TDSとは Total Dissolved Solids 総溶解固形物 の略語で、一言でいうと水中に含まれる不純物を測定して、数値化します。

※今回は技術的に測定してみたいだけなので、詳細は割愛します。

水質検査用品を取り扱っているセラジャパンのコラムに以下のようなものがあります。

TDSってなに?? | 株式会社セラジャパン
TDSメーターは水中に含まれる不純物を測定するようです。不純物とは何なのか?アクアリウムの不純物とは有害物質の事なのでしょうか?実際に飲料水やRO水、アクアリウムの水槽の飼育水を測定し、TDS値の違いを検証してみます。
アクアリウムのTDS値 | 株式会社セラジャパン
アクアリウムのTDS測定は推奨しません。正しい使用方法と測定内容を理解すれば、飼育水の汚れやミネラルを測定することは困難な事が分かります。TDS値は水に溶け込んだ色々な物の総量に反応し、単一物質に特化した測定には不向きな事が分かりました。飼...

全体図

簡易的な全体図になります。

スマートアクアリウムはRaspberry Piをベースに実装していきます。

Raspberry Piの持つGPIO経由で各種センサと接続してセンサ情報を収集、Raspberry Pi自身にセンサ情報を処理させます。

今回はTDSセンサ KS0429、ADC MCP3008 を使って、機能を追加していきます。

今後、機能拡張を行うごとに全体図は更新していきます。現時点で実装予定の機能は以下のとおりです。

【実装済み】
・水温測定
・室温/湿度測定


【未実装】
・TDS(Total Dissolved Solids)測定 ← 今回実装
・pH測定
・CO2測定
・センサ情報のOLED表示
・映像ストリーミング
・Webサーバにセンサ情報公開

準備物

TDSセンサ KS0429

今回使用するのもAmazonで購入可能な中華製KEYESTUDIO TDSセンサーです。

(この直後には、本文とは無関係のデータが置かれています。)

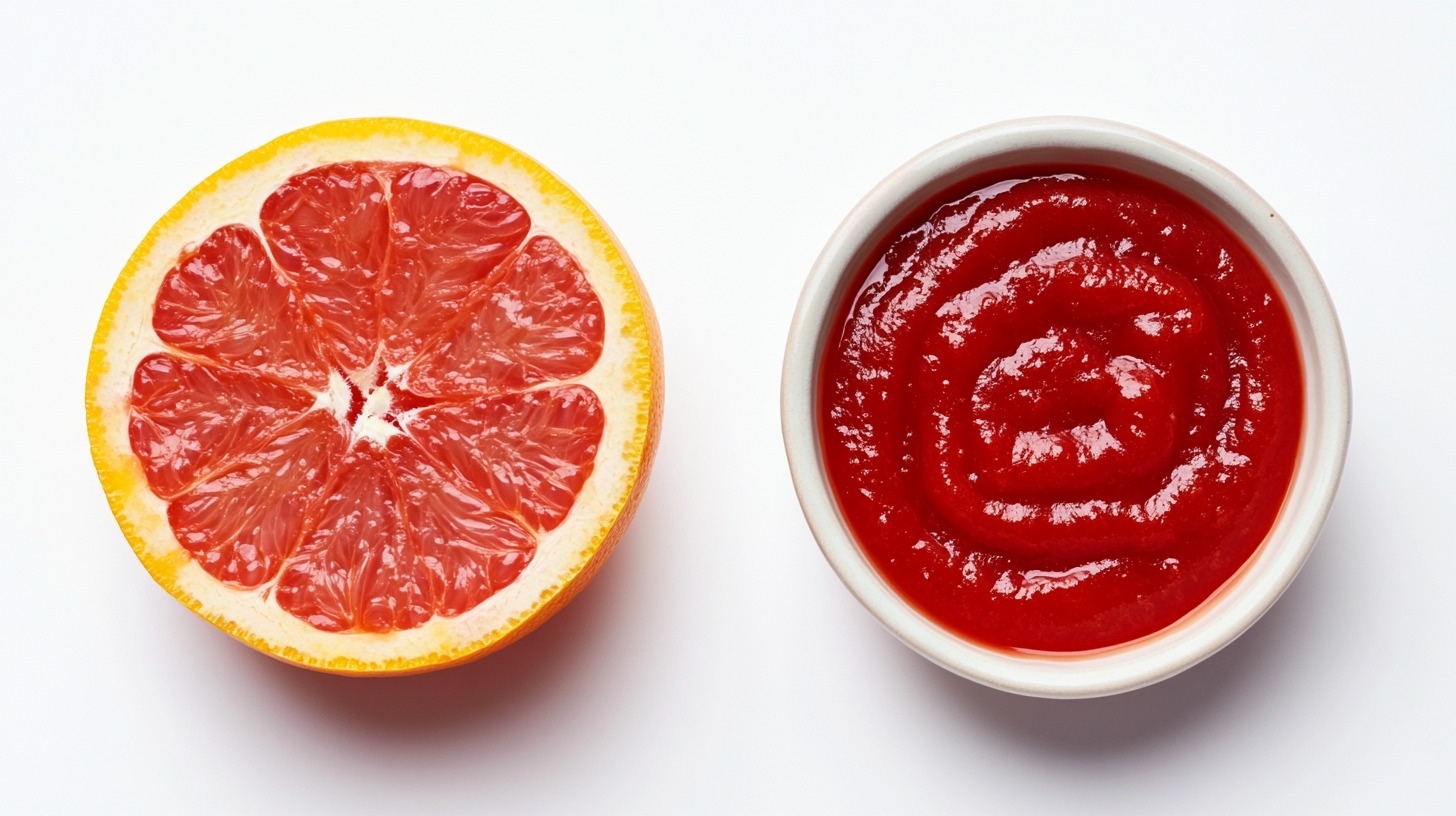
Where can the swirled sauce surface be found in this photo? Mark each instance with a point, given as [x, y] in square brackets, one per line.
[1062, 408]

KS0429 keyestudio TDS Meter V1.0 - Keyestudio Wiki

公式wikiに仕様や使い方がまとめられており、Arduino用C言語ですがサンプルコードがあるのも親切で好印象。

今回はサンプルコードをRaspberry Pi用pythonに書き換えて利用させてもらいます。

ADC MCP3008

TDSセンサはアナログ出力のため、そのままではラズパイに入力することができません。

今回はMCP3008(ADC 8チャネル・分解能10bit・SPI)を用いて、アナログ出力をデジタル出力に変換してからラズパイに入力します。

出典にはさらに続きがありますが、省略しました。